Arifin Muhammad Ade, Edukasi dan Menggerakkan Pemuda Melek Ekoliterasi

Sosok
Arifin Muhammad Ade, Edukasi dan Menggerakkan Pemuda Melek Ekoliterasi
19 Oktober 2023

Persoalan lingkungan selalu menarik dibahas karena menyangkut eksistensi manusia dan seluruh mahluk hidup di bumi. Itulah sebabnya Arifin Muhammad, ilmuwan muda asal Tidore, Maluku Utara, ini tertarik pada setiap isu terkait lingkungan. Terlebih lagi Maluku Utara sendiri, sebagai wilayah yang memiliki keanekaragaman hayati tinggi dan punya berbagai spesies endemik, terancam oleh berbagai aktifitas merusak lingkungan. Bahkan kegiatan-kegiatan yang mengatasnamakan pembangunan merupakan bagian yang cukup dominan dari aktiftas destruktif ini.

Menempuh studi doktoral bidang Tropical Biodiversity Conservation di Institut Pertanian Bogor (IPB), Arifin Muhammad yang sekarang berdomisili di Bogor ini tertarik bergabung dengan Biodiversity Warrior sejak masih studi S2 Ilmu Lingkungan di Institut Teknologi Yogyakarta (ITY). Arifin ketika masih studi S1 di bidang Geografi sudah tergabung dalam beberapa komunitas literasi di Yogya. Sebagai satu-satunya anggota yang berasal dari studi lingkungan, pembina komunitas mengusulkan agar Arifin Muhammad lebih mengarah pada kegiatan bertema lingkungan.

“Itu makanya dibentuklah forum ekoliterasi yang menjadi wadah untuk mendalami kajian-kajian lingkungan, biodiversitas. Ketika buka-buka Instagram saya lihat ada perekrutan anggota BW Kehati, maka saya pun mendaftar,” ujar Arifin mengenai awal mula berkenalan dengan Biodiversity Warrior.

Arifin di Yogyakarta juga tergabung dalam Rumah Baca Komunitas (RBK), sebuah komunitas literasi yang juga concern dan menyuarakan keprihatinan atas semakin maraknya kerusakan lingkungan. Sebagai bentuk perlawanan, setiap tahun RBK menyelenggarakan kegiatan Sekolah Pemuda Ekoliterasi yang tujuannya adalah menumbuhkan kesadaran akan menjaga dan melestarikan lingkungan sejak dini. Selain Arifin, banyak peserta di sana berasal dari berbagai daerah. Mereka aktif mengikuti kegiatan, saling berbagi informasi dan ilmu, juga berdiskusi untuk membuat ide-ide segar terus terlahir.

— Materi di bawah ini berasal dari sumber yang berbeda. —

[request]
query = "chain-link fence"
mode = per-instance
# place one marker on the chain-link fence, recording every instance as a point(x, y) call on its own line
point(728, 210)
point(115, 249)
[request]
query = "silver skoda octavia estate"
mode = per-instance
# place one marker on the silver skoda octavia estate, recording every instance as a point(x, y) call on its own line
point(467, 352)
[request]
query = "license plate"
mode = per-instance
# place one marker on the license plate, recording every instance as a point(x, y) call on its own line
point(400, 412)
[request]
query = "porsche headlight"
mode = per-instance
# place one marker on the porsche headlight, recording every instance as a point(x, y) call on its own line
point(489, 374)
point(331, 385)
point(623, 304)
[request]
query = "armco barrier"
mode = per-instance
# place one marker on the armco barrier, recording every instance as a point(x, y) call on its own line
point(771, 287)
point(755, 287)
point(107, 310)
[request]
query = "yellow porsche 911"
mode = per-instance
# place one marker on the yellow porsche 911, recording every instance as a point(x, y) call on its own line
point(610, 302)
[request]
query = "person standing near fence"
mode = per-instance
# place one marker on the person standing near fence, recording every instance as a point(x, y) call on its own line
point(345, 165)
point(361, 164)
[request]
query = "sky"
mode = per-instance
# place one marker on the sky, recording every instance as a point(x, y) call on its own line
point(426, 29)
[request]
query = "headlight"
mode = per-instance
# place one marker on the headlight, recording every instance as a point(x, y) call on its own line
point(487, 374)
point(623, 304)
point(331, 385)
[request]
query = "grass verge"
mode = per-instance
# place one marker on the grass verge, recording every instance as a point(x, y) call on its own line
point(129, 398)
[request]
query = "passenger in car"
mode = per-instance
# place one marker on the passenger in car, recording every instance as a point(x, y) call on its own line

Prestasi Arifin Muhammad pun konsisten dengan kapasitasnya sebagai ilmuwan, yaitu menulis buku. Dalam perjalanannya, Arifin telah menuliskan berbagai buku hasil dari buah pemikirannya, yaitu Narasi Ekologi: Kiamat Serangga dan Masa Depan Bumi (2019), Koperasi Bobato: Penggerak Ekonomi Rakyat (2022), Sagu Nusantara (2022), Teknologi Kreatif Konservasi Sumber Daya Alam (2020). Selain itu masih ada satu buku Plasticology sedang dalam proses pembuatan. Bagi Arifin, generasi muda saat ini adalah mereka yang akan hidup di masa depan, sehingga menjadi sebuah keharusan bagi mereka untuk ikut terlibat dan melibatkan diri untuk bergerak bersama menyelamatkan kehidupan dan masa depan.

“Sebelum buku, saya juga menulis untuk media cetak dan media online. Sebagai mahasiswa program studi lingkungan, concern saya ada di isu-isu ekologi, isu-isu lingkungan. Buku Kiamat Serangga dan Masa Depan Bumi (2019) itu merupakan ontologi kumpulan tulisan-tulisan saya di media cetak dan online,” ujarnya.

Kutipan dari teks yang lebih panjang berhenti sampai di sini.